Ralf Zinn hat für seine Wassermühle einen Verlust von 50 Prozent ausgerechnet, wenn denn sein Landkreis von ihm die Umsetzung des Mindestwassererlasses fordert. "Die Ulstermühle trägt sich kostenmäßig nur, wenn wir den Strom selbst erzeugen mit der Wasserkraftanlage", erklärt der Müllermeister. Doch seine Anlage sei auf eine bestimmte Wassermenge ausgelegt. Außerdem sieht er seine Art der Energieerzeugung auch als grundlegend dafür an, dass er seine Mahlerzeugnisse direkt an die Kunden in der Region verkaufen kann – ob an Bäckereien oder diejenigen, die in seinen Hofladen kommen. "Die Leute wollen Produkte aus nachhaltiger Herstellung, sie wollen damit auch etwas gegen den Klimawandel tun", sagt Zinn, der sich über den Streit um die Wasserkraft ärgert.

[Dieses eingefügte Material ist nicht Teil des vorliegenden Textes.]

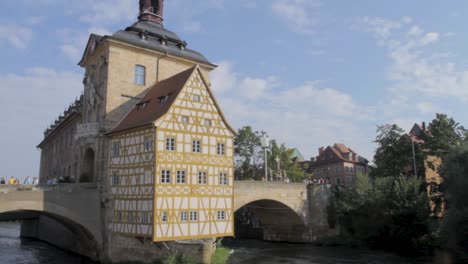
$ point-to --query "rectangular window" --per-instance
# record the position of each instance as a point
(183, 216)
(223, 178)
(202, 178)
(140, 74)
(145, 218)
(221, 215)
(180, 176)
(170, 144)
(115, 179)
(166, 176)
(148, 177)
(196, 146)
(116, 149)
(147, 144)
(221, 149)
(130, 217)
(193, 216)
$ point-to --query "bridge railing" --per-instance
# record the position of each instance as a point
(5, 188)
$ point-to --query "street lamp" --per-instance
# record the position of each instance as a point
(265, 141)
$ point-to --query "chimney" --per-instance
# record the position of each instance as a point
(151, 10)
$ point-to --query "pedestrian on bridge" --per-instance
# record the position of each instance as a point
(12, 180)
(27, 181)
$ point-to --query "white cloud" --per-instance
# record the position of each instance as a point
(297, 14)
(107, 12)
(414, 70)
(17, 36)
(306, 116)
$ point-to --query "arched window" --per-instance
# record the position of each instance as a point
(140, 74)
(154, 6)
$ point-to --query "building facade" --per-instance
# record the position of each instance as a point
(338, 165)
(148, 130)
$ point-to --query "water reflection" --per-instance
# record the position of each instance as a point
(14, 250)
(258, 252)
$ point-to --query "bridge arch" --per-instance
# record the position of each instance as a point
(55, 229)
(75, 208)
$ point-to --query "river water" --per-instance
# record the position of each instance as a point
(259, 252)
(14, 250)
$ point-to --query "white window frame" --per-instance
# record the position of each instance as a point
(115, 179)
(170, 144)
(202, 178)
(116, 149)
(165, 176)
(221, 215)
(145, 217)
(147, 142)
(193, 216)
(221, 149)
(183, 216)
(196, 146)
(140, 75)
(148, 176)
(223, 179)
(181, 177)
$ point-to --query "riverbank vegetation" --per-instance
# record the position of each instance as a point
(397, 207)
(249, 158)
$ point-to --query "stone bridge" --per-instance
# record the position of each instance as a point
(56, 214)
(282, 212)
(292, 212)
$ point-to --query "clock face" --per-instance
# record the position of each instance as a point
(93, 46)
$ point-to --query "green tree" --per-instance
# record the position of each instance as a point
(386, 212)
(444, 134)
(280, 164)
(394, 154)
(247, 150)
(455, 224)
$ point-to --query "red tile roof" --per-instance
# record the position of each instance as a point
(151, 108)
(342, 148)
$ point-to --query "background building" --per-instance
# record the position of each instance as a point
(338, 164)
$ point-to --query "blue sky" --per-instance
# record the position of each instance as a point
(310, 73)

Wassermühlen fordern individuelle Bewertung
So werfen etwa Naturschutzverbände den Wasserkraftbetreibern vor, Fischbestände massiv zu bedrohen. "Da werden Fotos von geschredderten Fischen gezeigt, aber die sind Jahrzehnte alt", sagt der Müller. Wasserkraftanlagen, die heute in Betrieb sind, hätten Auf- und Abstiegshilfen für verschiedene Fischarten integriert. Feine Rechen seien eingebaut, die verhindern, dass überhaupt ein Fisch in die Turbinen kommt. Das bestätigt auch Helge Beyer und berichtet von vielfältigen technischen Möglichkeiten zum Schutz der Fische, die heute zur Verfügung stehen. "Dass wir hier immer in die Ecke der Umweltsünder gedrängt werden, stimmt mit der Realität in der Wasserkraft nicht überein", sagt er. Philipp Hawlitzky, Geschäftsführer der AG Wasserkraftwerke NRW, berichtet sogar, dass durch erhöhte Wasserabgaben in den Hauptlauf des Gewässers und veränderte Wasserführungen, die Funktionsfähigkeit bestehender Fischtreppen eingeschränkt werde.

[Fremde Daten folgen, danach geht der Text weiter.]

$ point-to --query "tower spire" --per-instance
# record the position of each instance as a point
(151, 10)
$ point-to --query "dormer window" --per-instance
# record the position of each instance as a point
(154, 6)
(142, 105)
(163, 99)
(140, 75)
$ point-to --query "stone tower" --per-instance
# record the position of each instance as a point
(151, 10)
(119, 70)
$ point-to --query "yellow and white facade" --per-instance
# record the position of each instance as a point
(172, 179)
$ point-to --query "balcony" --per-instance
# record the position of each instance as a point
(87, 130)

Ralf Zinn kämpft dafür, dass man jeden Standort individuell betrachtet. "Wir brauchen eine Einzelfallentscheidung, denn nicht jedes Gewässer ist gleich gefährdet. Wenn eine Belastung vorliegt, muss man doch erst einmal die Gründe ermitteln und nicht pauschal einfach den Wasserkraftanlagen die Schuld geben", sagt er. Ähnliches fordert auch der VGMS: "Es wäre sinnvoll, die Überlegungen im Hinblick auf die Gewässerökologie wieder vom Kopf auf die Füße zu stellen. Dabei helfen nur Einzelfallbetrachtungen bei den jeweiligen Anlagen vor Ort unter Berücksichtigung der Gewässereigenschaft und Fischpopulation", teilt der Verband auf Anfrage mit. Eine allgemein gültige, für alle Gewässer zutreffende und unter ökologischen Aspekten zielführende Mindestwasserregelung gäbe es nicht.
Viele Gründe, warum Gewässer belastet sind
Die Gründe, warum die ökologische Qualität eines Gewässers leidet, sind in der Tat vielschichtig. Nährstoffeinträge in die Gewässer, Belastungen des Abwassers aus Kläranlagen mit Hormonen und Pharmazeutika, die in die Flüsse gespült werden, zu starke Begradigungen und entsprechend unnatürliche Verläufe, die schwierig zu durchqueren sind für Fische und vieles mehr kann Gewässer und Fische belasten. Auch Wasserkraftanlagen – vor allem, wenn es zu viele an einem Fluss sind – können dazugehören, aber nicht grundsätzlich und nicht überall. Verbände wie der BUND fordern deshalb auch, dass keine neuen Anlagen gebaut werden sollten. Zudem sollten vorhandene Wasserkraftanlagen auf ihre Umweltwirkungen geprüft werden.
Dass an den Wasserkraftanlagen auch viele Getreidemühlen wirtschaftlich gekoppelt sind und dass diese zu 100 Prozent ihren Strom aus der Wasserkraft bekommen, gerät aus Sicht von Müller Zinn dabei den Politikern oft aus dem Blick. "Meine Alternative wäre ein Blockheizkraftwerk mit Dieselgenerator, wenn der Erlass so streng kommt", sagt er und fügt hinzu: "Das will heute ja keiner mehr – weder ich noch meine Kunden."